Air traffic stabilises but airline revenues get worse: IATA
Revenues of most international airlines continue to decline, even as passenger traffic seems to have stabilised with the rate of decline coming down in June, the IATA has said.
New Delhi: Revenues of most international airlines continue to decline, even as passenger traffic seems to have stabilised with the rate of decline coming down in June, the IATA has said.
Despite the "stabilisation" in air traffic, the revenues of airlines the world over continued "to get worse" in the second quarter, the International Air Transport Association (IATA) said in its latest traffic monitor report.
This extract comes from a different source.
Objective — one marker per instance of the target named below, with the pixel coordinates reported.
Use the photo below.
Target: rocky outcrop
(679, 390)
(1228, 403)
However, at the end of this quarter, "there were tentative signs of a floor being reached for revenues as well as passenger numbers," it said.
The number of passengers flown in June indicate "some stabilisation in air travel demand." The total passenger traffic declined from the levels of last year, slowing from 9.2 percent in May to 7.1 percent in June.
Domestic travel in Asia was "rising at an average rate of around four per cent during the first half of 2009", it said, adding that this was dominated by the Chinese market.
As a result, overall passenger numbers in domestic markets appear to be falling at a rate of around 6-7 percent in the first half of this year, which is "slightly slower rate than the decline on the international markets".
Stronger growth in domestic markets of the Asia-Pacific region in recent months has "reduced this rate of decline to 2.5 percent by June", the report said.